Ai Weiwei's Toronto installation of Forever Bicycles in Nathan Phillips Square.

I've never been to a conference where the focus is so much on "what can we do next" instead of "what we are doing now".  I wonder if other open source communities do the same. What did you enjoy most about the Mozilla Summit?


Meeting little Releng

Seven years ago,  Mr. Releng and I filled out the paperwork for international adoption.  As anyone who has pursued adoption is aware, this path is often very long and fraught with unforseen obstacles, no matter the country where you apply.   So for a very long time, it seemed that everything that could go wrong, did go wrong and made for a very long wait.  But this summer, we travelled to Bangkok, Thailand and something went very right.

Our son aka little Releng
I may be biased, but he's pretty awesome.  I didn't realize how amazing it is to have a child in your life, it is such a gift.  In Canada, you can take up to nine months parental leave for adoption.
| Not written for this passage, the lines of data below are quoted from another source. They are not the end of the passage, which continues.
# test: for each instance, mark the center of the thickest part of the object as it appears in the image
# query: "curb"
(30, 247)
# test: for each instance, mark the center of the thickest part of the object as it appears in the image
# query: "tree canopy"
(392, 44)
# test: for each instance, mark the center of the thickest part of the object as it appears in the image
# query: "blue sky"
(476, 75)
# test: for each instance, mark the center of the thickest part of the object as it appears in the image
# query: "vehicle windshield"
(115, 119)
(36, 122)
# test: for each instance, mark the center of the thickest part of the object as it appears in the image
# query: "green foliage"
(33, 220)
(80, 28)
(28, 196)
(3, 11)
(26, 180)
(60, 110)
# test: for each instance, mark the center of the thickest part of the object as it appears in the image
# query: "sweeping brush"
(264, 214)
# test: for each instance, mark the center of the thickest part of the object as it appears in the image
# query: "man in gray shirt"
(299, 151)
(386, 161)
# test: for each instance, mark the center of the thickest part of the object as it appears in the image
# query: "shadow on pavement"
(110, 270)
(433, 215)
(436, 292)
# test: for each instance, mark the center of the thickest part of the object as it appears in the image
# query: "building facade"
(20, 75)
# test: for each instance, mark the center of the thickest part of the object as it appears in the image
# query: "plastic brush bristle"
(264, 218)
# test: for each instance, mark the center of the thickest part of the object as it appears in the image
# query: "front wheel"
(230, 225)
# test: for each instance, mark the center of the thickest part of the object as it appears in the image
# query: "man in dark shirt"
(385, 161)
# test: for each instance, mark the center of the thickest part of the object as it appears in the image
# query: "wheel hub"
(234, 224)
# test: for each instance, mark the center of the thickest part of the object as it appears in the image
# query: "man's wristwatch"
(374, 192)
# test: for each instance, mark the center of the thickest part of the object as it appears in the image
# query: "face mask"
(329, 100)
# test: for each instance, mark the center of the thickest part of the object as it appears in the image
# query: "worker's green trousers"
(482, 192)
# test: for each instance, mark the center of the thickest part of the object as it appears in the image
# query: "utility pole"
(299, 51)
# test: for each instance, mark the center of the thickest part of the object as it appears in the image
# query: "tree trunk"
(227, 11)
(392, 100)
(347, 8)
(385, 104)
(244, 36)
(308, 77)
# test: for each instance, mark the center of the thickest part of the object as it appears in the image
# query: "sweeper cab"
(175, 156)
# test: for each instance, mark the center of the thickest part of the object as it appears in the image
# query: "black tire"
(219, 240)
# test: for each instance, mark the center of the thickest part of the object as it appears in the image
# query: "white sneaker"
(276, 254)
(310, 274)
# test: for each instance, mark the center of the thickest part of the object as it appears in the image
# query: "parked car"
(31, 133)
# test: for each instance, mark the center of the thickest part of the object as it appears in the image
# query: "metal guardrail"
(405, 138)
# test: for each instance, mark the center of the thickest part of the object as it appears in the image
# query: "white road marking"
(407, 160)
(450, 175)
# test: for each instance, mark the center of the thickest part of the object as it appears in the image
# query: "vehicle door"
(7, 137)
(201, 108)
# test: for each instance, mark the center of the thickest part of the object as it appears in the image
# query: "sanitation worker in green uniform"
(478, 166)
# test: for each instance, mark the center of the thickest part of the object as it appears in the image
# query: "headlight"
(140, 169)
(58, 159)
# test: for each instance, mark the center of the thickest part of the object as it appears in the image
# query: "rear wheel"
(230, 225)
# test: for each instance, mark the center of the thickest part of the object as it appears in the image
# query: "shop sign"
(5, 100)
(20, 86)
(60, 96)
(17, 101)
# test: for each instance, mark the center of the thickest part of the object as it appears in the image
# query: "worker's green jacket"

Mr. Releng is taking the first half, while I'll take the second half. 

As an aside, we have never visited any countries in Asia before and so our visit to Thailand was quite an adventure.  We spent most of the time in Bangkok, so I can't comment on the rest of the country.  But it's quite an extraordinary city with beautiful sights, very friendly people and delicious food.  Even though it's literally half way around the world from here,  I would recommend as a fascinating place to visit.  Bangkok feels like it is in the future, with it's gleaming tall buildings,

yet at the same time it has an amazing past to explore as well.